The result is an exuberantly floral and mildly grassy sauvignon blanc whose pear- grapefruit flavors are bolstered by seductive weight and texture, all lent point by lively acid. Excellent. About $15.
All right, let's look a bit more quickly at three other wines from Lambert Bridge.
- Iantosca put the Lambert Bridge Chardonnay 2000, Sonoma County, through the full treatment: 10 months in all French oak sur lie with lees stirring and complete malolactic fermentation. The product, however, delivers not a touch of butter or toast, not a smidgeon of tropical fruit or creme brulee. Instead, the wine, while offering tremendous richness, is intensely pure, authentic and elegant; it displays true Bungundian earthiness and a spicy nature that's reticient without being modest. Excellent. About $17, a Bargain for the Quality.
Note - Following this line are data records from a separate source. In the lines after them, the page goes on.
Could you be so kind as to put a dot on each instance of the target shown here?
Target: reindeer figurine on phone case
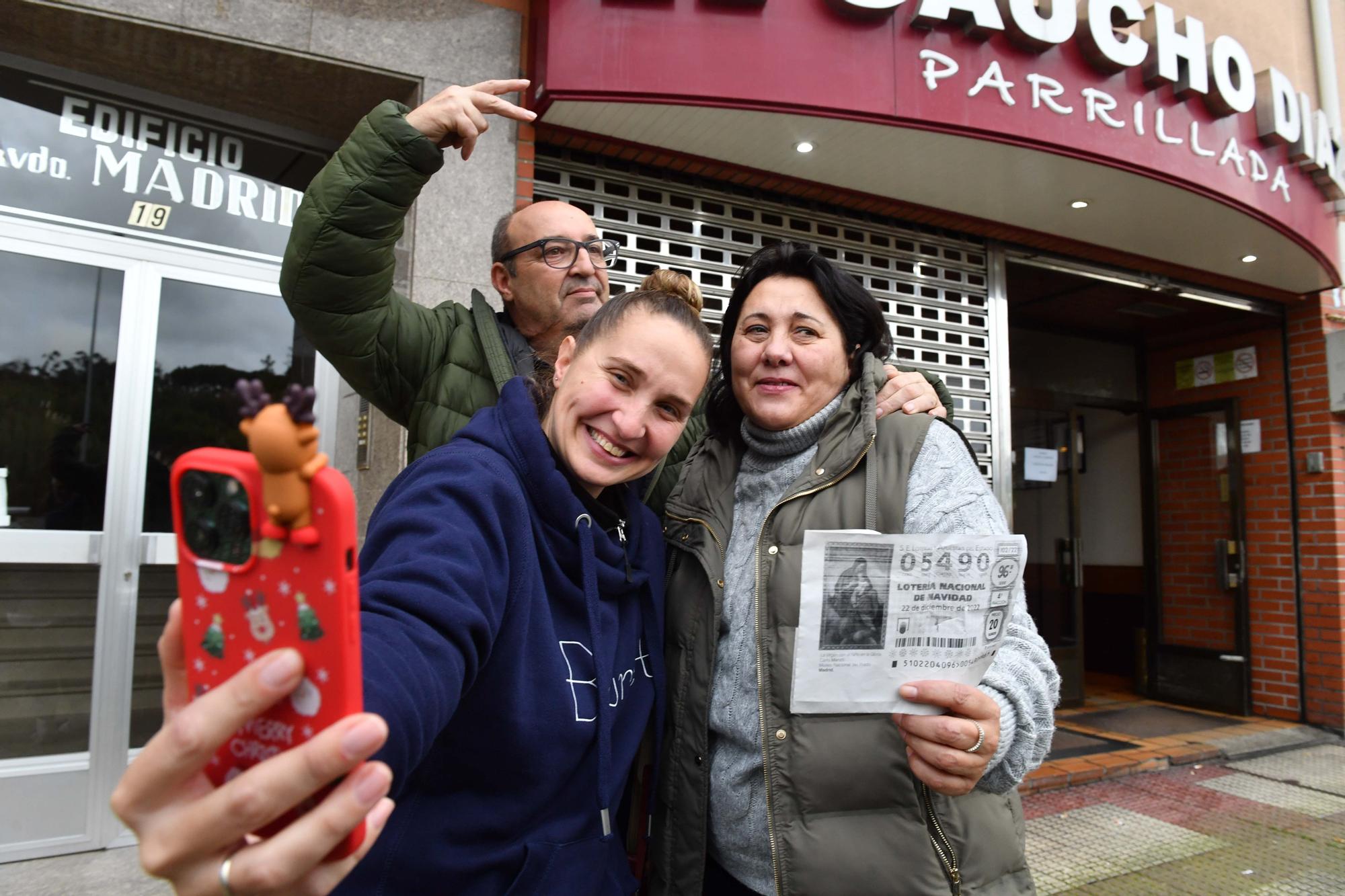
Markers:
(284, 440)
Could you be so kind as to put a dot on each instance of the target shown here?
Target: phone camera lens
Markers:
(233, 518)
(198, 490)
(202, 537)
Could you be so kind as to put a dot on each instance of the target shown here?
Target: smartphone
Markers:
(244, 595)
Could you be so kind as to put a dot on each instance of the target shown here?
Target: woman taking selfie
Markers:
(755, 799)
(512, 620)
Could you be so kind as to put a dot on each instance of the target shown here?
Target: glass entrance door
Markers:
(63, 369)
(116, 357)
(1199, 587)
(1046, 510)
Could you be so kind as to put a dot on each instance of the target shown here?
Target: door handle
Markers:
(1079, 563)
(1229, 563)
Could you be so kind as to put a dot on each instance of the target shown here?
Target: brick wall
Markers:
(1200, 618)
(1321, 512)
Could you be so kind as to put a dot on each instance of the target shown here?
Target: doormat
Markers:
(1067, 744)
(1152, 721)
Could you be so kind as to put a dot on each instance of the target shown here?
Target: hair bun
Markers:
(676, 284)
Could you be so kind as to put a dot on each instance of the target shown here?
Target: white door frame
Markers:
(120, 548)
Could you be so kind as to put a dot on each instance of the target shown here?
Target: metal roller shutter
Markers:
(931, 284)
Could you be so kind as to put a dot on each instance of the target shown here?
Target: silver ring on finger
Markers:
(981, 737)
(224, 874)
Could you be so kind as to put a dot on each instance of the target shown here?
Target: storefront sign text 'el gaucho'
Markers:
(1176, 101)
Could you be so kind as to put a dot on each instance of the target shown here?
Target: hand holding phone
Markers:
(188, 827)
(245, 595)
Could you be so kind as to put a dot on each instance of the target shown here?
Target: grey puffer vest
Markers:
(845, 813)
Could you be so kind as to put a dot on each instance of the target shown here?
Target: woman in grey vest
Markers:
(755, 799)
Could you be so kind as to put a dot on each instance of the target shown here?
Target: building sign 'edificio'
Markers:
(80, 157)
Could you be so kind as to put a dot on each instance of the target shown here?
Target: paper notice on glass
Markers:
(880, 611)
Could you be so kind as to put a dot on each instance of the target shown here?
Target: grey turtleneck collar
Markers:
(781, 443)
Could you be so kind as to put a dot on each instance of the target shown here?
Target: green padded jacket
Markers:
(428, 369)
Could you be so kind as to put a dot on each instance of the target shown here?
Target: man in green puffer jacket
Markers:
(431, 369)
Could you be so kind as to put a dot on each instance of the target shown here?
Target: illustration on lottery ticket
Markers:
(878, 611)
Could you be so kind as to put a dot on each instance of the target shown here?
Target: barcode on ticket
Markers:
(935, 642)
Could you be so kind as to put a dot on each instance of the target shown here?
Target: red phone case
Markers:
(284, 595)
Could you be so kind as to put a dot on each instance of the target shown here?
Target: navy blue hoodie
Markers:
(517, 658)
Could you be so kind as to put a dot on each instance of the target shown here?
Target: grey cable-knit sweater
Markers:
(945, 494)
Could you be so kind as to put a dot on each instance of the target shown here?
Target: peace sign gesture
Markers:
(457, 116)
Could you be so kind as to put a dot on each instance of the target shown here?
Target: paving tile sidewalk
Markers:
(1269, 825)
(1225, 737)
(1260, 826)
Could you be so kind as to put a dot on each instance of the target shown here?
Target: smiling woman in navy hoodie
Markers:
(513, 624)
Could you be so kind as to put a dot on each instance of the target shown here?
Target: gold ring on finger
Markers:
(981, 736)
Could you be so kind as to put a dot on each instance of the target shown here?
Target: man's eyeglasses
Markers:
(560, 252)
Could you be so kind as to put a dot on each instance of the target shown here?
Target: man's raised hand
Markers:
(455, 118)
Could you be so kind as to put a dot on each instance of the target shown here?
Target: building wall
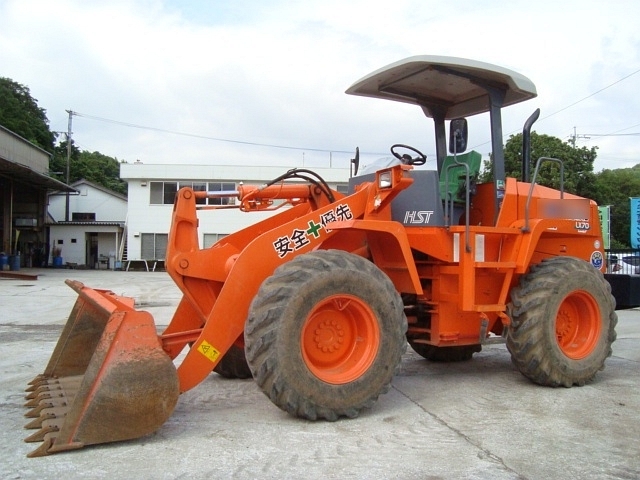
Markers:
(84, 242)
(147, 218)
(72, 241)
(108, 207)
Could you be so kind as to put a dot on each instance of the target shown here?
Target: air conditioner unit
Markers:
(26, 222)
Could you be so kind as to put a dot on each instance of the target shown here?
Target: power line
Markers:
(591, 95)
(217, 139)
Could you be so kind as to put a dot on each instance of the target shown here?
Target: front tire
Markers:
(325, 335)
(562, 322)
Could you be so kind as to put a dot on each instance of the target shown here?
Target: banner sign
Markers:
(635, 222)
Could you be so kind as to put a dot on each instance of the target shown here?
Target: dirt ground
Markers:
(473, 420)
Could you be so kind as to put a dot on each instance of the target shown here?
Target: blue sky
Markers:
(274, 73)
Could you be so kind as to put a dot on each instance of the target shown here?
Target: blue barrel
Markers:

- The Lambert Bridge Zinfandel 2000, Dry Creek Valley, is blended from 84 percent zinfandel, 11 percent syrah, 3 percent petite sirah and 2 percent carignane. This zinfandel, though pushing the alcohol at 14.3 percent, is beautifully balanced between ripeness and power. Briars and brambles and creamy oak - half-and-half French and American, 25 percent new - make a foundation for fresh, bright and vivid blackberry and black cherry flavors, while a tide of tannin dictates three to five years' aging. Excellent. About $20.
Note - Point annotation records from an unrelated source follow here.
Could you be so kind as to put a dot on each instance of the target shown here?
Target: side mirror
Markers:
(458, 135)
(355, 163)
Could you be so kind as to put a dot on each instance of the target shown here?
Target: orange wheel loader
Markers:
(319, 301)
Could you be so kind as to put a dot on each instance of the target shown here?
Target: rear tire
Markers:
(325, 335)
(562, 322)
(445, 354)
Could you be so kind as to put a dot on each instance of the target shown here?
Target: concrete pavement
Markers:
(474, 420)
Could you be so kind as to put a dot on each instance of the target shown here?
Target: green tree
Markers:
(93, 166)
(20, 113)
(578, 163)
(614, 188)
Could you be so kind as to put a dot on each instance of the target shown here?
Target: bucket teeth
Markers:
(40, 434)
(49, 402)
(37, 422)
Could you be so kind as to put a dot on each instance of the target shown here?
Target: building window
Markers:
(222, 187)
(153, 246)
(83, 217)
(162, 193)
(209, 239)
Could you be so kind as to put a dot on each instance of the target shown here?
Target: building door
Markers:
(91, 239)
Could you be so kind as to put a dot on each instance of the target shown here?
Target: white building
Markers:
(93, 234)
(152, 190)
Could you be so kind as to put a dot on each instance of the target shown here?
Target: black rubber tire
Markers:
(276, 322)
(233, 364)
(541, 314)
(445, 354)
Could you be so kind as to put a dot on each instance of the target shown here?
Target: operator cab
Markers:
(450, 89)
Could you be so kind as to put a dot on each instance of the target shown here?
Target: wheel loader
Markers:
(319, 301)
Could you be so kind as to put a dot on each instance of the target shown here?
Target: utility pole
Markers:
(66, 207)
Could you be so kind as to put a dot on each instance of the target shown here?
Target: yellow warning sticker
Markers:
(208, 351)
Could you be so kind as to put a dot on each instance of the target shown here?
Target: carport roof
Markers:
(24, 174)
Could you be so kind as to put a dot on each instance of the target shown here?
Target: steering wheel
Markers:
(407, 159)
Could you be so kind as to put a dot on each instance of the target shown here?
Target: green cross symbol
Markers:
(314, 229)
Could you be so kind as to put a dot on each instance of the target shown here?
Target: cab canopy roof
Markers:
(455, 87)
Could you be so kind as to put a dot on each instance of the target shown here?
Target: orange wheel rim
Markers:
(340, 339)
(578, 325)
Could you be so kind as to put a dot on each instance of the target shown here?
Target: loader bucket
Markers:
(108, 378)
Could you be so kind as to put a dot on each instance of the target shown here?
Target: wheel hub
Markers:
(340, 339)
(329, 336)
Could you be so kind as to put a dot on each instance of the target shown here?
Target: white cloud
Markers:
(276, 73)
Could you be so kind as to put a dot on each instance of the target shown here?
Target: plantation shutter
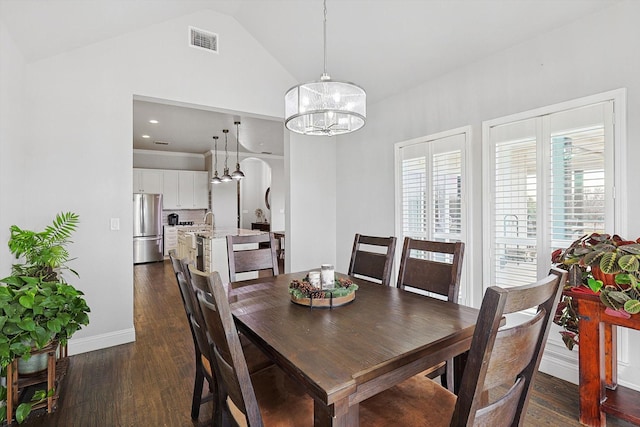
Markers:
(548, 187)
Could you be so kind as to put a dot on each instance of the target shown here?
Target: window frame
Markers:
(466, 288)
(615, 160)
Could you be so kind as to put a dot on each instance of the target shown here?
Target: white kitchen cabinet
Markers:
(185, 190)
(170, 193)
(201, 190)
(147, 181)
(170, 239)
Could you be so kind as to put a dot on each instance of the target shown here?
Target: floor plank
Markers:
(149, 382)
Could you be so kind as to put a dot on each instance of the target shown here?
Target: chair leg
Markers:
(198, 383)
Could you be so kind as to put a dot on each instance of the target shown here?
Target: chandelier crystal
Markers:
(216, 179)
(226, 177)
(237, 174)
(325, 107)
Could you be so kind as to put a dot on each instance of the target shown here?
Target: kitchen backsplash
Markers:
(187, 215)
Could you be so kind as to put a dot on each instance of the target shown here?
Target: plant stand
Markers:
(600, 393)
(52, 376)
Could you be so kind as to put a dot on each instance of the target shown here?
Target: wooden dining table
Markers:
(344, 355)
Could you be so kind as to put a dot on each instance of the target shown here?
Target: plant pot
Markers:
(37, 362)
(606, 279)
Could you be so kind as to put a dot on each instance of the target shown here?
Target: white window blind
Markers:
(548, 187)
(431, 187)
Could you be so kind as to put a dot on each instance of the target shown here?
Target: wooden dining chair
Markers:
(433, 268)
(256, 359)
(265, 398)
(499, 372)
(261, 257)
(372, 258)
(201, 349)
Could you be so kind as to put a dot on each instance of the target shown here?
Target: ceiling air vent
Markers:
(203, 39)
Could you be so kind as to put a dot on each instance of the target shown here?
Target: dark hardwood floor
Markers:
(149, 382)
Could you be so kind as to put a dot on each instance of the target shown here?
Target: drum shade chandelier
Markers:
(237, 174)
(226, 177)
(325, 107)
(216, 179)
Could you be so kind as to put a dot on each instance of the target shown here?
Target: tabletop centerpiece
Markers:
(303, 292)
(603, 265)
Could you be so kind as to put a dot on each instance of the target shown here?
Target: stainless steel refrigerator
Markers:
(147, 228)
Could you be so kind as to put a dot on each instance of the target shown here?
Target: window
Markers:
(430, 183)
(549, 179)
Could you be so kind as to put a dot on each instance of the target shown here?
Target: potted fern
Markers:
(601, 264)
(37, 304)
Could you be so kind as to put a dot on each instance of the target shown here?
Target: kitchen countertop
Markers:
(220, 233)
- Lambert Bridge's flagship wine is the Crane Creek Cuvee, Dry Creek Valley, which for 1998 belies the vintage's nonstellar status. "This is as showy as I get," Iantosca said of this sleek and graceful wine, which is aged 20 months in all French oak of which only 60 percent is new. Composed of 72 percent merlot, 23 percent cabernet sauvignon, 4 percent cabernet franc and 1 percent malbec, the Crane Creek Cuvee 1998, Dry Creek Valley, is unbelievably plush and velvety, dusty and chewy; it's whole, complete and bountifully structured, and because of its luscious, chocolate-y cassis, black raspberry and black cherry flavors wonderfully drinkable, though the finish grows rather austere after a few minutes. It could age four to six years. Excellent. About $50.
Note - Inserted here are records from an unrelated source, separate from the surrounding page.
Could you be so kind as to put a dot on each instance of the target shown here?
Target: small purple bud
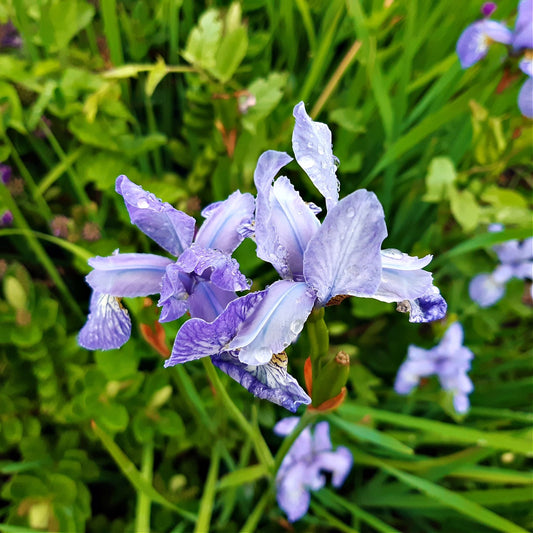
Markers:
(6, 219)
(488, 8)
(5, 174)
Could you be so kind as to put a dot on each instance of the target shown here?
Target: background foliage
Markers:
(110, 441)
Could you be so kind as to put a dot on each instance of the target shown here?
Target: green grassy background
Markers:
(111, 441)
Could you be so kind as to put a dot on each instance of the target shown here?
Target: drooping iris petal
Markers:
(221, 268)
(343, 257)
(523, 32)
(174, 294)
(292, 494)
(474, 42)
(207, 301)
(525, 98)
(290, 225)
(269, 382)
(173, 230)
(485, 291)
(127, 274)
(108, 325)
(428, 308)
(311, 142)
(198, 338)
(275, 322)
(225, 221)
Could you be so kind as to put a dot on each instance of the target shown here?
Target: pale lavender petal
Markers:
(108, 325)
(225, 221)
(275, 323)
(525, 98)
(173, 230)
(311, 142)
(127, 274)
(322, 442)
(289, 226)
(344, 255)
(338, 463)
(208, 301)
(175, 287)
(452, 341)
(474, 42)
(523, 32)
(429, 307)
(286, 426)
(198, 338)
(485, 291)
(268, 246)
(214, 265)
(292, 495)
(269, 382)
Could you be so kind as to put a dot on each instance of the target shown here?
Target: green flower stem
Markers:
(318, 339)
(304, 421)
(40, 253)
(74, 179)
(208, 496)
(261, 447)
(142, 512)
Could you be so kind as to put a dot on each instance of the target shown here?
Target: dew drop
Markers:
(306, 162)
(142, 203)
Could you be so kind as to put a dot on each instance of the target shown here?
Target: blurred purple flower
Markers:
(6, 219)
(203, 279)
(302, 468)
(9, 36)
(449, 360)
(516, 261)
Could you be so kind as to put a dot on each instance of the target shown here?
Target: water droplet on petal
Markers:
(142, 203)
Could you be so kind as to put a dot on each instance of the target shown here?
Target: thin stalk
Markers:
(257, 513)
(74, 179)
(261, 448)
(40, 253)
(208, 497)
(335, 79)
(29, 181)
(142, 512)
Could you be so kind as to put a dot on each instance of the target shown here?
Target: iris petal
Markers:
(275, 323)
(311, 142)
(173, 230)
(343, 257)
(127, 274)
(225, 221)
(269, 382)
(108, 325)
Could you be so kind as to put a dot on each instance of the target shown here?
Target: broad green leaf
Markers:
(440, 178)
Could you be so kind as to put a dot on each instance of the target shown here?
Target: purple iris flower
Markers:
(302, 467)
(203, 279)
(516, 261)
(474, 42)
(449, 360)
(317, 262)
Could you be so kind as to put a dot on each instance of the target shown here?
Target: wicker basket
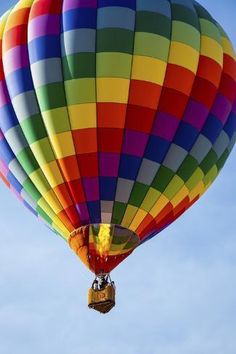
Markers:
(102, 300)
Don't miss these well-made and very nicely priced wines from Hope Vineyards in Australia's Hunter Valley. Resembling neither chardonnay nor sauvignon blanc, the Hope Vineyards Verdelho 2000 offers a floral spiced peach and pear bouquet and light tropical flavors nestled in a lovely, dense texture. A great transition wine to warm weather. About $8.
The fresh and attractive Hope Chardonnay 2000 sports a green apple-mango bouquet that segues to spicy pear and peach flavors with lime and limestone; a wafting of oak encloses everything. Superb for the price, about $10.
The Hope Merlot 2000 features amazing body and presence for the price, in the way of plush, chewy tannins, and bright and vivid black currant and black cherry fruit robed in smoke and minerals. About $12-$13.
Finally, the Hope Shiraz 2000 bursts with ripe, smoky, fleshy qualities; rather than being fashioned in blockbuster style, this velvety shiraz is almost elegant, flexing supple muscles of minerals and charcoal around well-defined plum-blueberry flavors. About $12-$13.